La vie spirituelle n’est pas uniquement un chemin, c’est un rythme ! Un rythme entre des moments d’enthousiasme et des moments plus creux… Il y a des rythmes joyeux et des rythmes graves, des rythmes psychédéliques et des rythmes… endiablés… Donc ne pas s’étonner qu’une vie spirituelle n’est pas tissée d’évidences, elle a ses tempêtes et ses lumières radieuses !

Tenir dans la tempête !


 

Il y a des moments ressentis comme une amertume, comme un sentiment d’être dégoûté de soi, de la vie, de Dieu et des personnes aimées. C’est la désolation du cœur. La tempête donne le mal de mer : il faut s’accrocher au bastingage et garder solidement la barre. Le GPS cherche les satellites mais ne les trouve pas ! Parfois, ça a commencé plutôt bien : Je le sens bien, je me lance, et puis petit à petit, une aigreur me prend à la gorge : comme un dégoût de ce que je fais, « à quoi bon ? ». C’est vrai pour la prière, c’est vrai aussi pour mes questions de vocation !

Deux tentations à éviter : revenir en arrière toute ou changer de cap.

Trois raisons possibles à cette tempête intérieure :

1 - je me suis relâché. J’aime bien Dieu mais petit à petit, je m’aime aimant Dieu. Je ne m’adresse plus à Dieu, je ne fais que penser à lui… ou à moi devant lui. D’où l’impression de mal de mer !

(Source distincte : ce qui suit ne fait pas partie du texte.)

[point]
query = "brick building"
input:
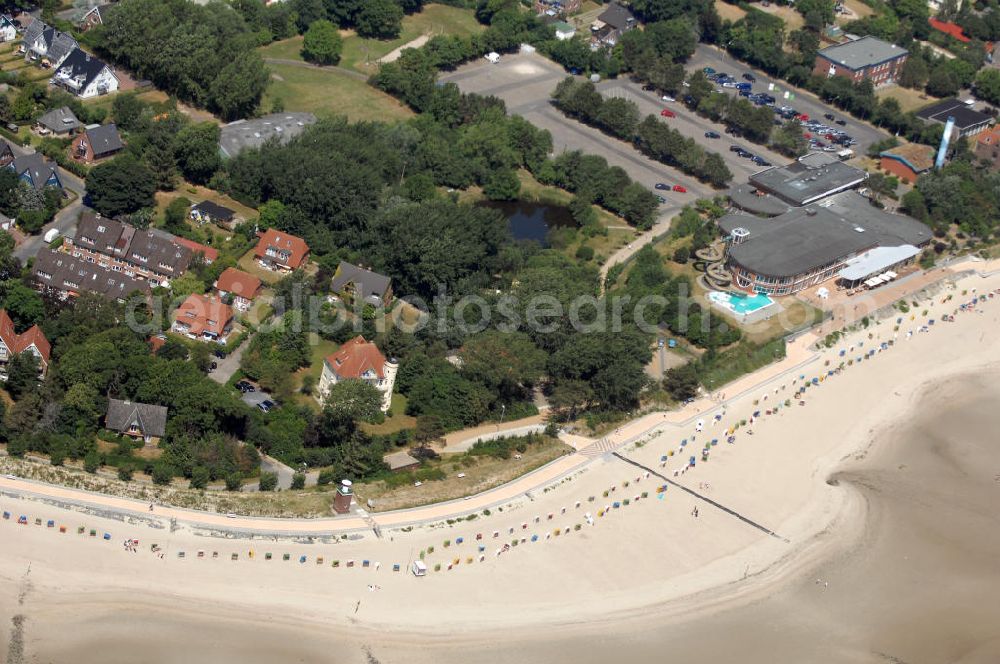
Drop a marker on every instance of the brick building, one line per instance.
(867, 58)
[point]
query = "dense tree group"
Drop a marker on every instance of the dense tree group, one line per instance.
(204, 54)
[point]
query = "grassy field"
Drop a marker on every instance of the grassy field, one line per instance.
(481, 473)
(328, 93)
(361, 54)
(909, 100)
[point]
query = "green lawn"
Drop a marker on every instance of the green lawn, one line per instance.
(327, 93)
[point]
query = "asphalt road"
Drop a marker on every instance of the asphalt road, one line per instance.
(803, 101)
(65, 219)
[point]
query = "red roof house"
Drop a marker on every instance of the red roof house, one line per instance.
(204, 317)
(12, 343)
(277, 250)
(242, 286)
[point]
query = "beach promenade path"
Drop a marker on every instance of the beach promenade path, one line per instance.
(799, 354)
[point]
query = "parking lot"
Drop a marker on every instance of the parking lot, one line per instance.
(804, 102)
(526, 81)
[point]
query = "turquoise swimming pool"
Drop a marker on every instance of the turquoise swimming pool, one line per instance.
(747, 304)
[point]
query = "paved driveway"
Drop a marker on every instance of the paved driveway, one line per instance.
(805, 102)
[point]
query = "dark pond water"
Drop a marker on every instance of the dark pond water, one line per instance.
(533, 221)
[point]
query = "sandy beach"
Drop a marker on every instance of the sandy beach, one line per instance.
(879, 492)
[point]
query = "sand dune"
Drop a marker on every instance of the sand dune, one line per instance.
(903, 541)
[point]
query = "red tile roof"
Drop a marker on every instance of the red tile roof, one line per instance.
(949, 29)
(296, 247)
(238, 282)
(357, 357)
(210, 254)
(203, 313)
(17, 343)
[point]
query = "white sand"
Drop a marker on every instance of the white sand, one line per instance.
(650, 561)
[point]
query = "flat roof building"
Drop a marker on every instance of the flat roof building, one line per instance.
(862, 59)
(968, 122)
(808, 245)
(243, 134)
(808, 179)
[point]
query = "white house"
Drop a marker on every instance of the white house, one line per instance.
(359, 360)
(85, 75)
(8, 31)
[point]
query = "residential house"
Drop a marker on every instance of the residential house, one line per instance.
(277, 250)
(31, 341)
(6, 154)
(46, 45)
(58, 121)
(862, 59)
(36, 170)
(359, 360)
(354, 283)
(97, 143)
(557, 7)
(66, 276)
(204, 317)
(208, 212)
(241, 286)
(208, 254)
(94, 17)
(967, 121)
(243, 134)
(613, 22)
(988, 147)
(152, 254)
(907, 162)
(138, 420)
(8, 30)
(85, 75)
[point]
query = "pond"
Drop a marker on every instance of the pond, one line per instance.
(532, 221)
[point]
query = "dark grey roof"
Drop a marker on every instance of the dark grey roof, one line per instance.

2 - A force de penser à Dieu, je me suis oublié. Et j’ai oublié que j’habite sur terre où les choses sont plus opaques qu’au paradis, plus compliquées, et surtout que je ne suis pas encore complètement converti. Même si la chaleur ressentie jusque-là était bien réelle, elle n’était qu’un avant-goût de ce que je vivrai au-delà de la mort. Plus j’avancerai avec Dieu, plus cet écart entre ce que je pressens et ce qui se déploie en moi me jettera dans la confusion. C’est un peu comme quand on pleure de joie : c’est un paradoxe de l’extrême !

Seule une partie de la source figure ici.